今回も、私が留学していたアウグスブルグのオーケストラの話しをさせて頂きます。
ドイツでは、大抵の町に歌劇場があります。そして、その歌劇場専属のオーケストラがあります。
歌劇場のオーケストラは、そのほとんどが国立または市立で いわゆる公立の団体です。
ですから、オーケストラの奏者は公務員の場合がほとんどです。とても、安定した職業と言えるでしょう。社会的にも音楽家は一目おかれる存在だったようで、私の様な東洋人でも丸腰でプラプラ歩いている時と、ヴァイオリンのケースを持っている時では 周りの見る目が違っていた感じがします。
ドイツのオーケストラは、ランクがAからD迄あって給料も違います。このクラス分けは、オーケストラメンバーの人数によって決められていて、やはり大都市ほど人数が多いようです。
ベルリンフィルやバイエルン放送交響楽団などの有名なオーケストラはAランクより更に上の特Aという扱いで、やはり別格のオーケストラなのです。

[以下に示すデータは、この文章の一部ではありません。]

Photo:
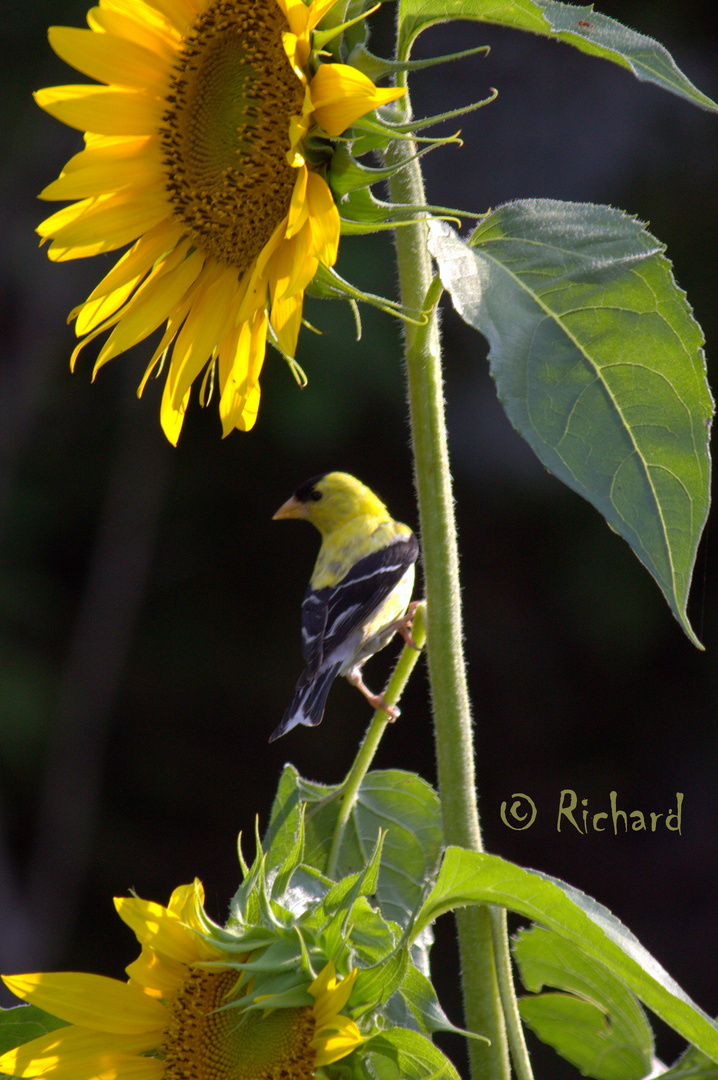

さて、アウグスブルグのオーケストラですがここはBランクのオーケストラでした。しかしながら、ここはあのヘルベルト・フォン・カラヤンが若い時指揮活動を始めた最初の歌劇場オーケストラとして知られています。
ここの団員は、その事がとても自慢の様で「カラヤンは俺たちが育ててやったんだ」などとよく言ってましたが、私は「でもあなたではないでしょ!」といつも思っていました。
カラヤンは、ご存じの通りその後 歴史に残る大指揮者として人生を全うしました。彼が亡くなった時の通信社の電文が、Der Koenig ist tot(デア ケーニッヒ イスト トート)[王が死んだ] と言うもので、たったこれだけの文で誰しもがカラヤンが亡くなった事を理解出来たのですから、凄いという他はないと思います。
このアウグスブルグのオーケストラで私は、常トラ(*)として演奏することになるのですが その話はまた次回にさせて頂きます。

(*)常トラ=オーケストラは団員がお休みを取る時や編成が大きな時など奏者が足りない時に、演奏会ごとに臨時でフリーの奏者などを雇います。それをエキストラと呼びます。トラとはエキストラの略で、常トラとは常に呼ばれるエキストラのことです。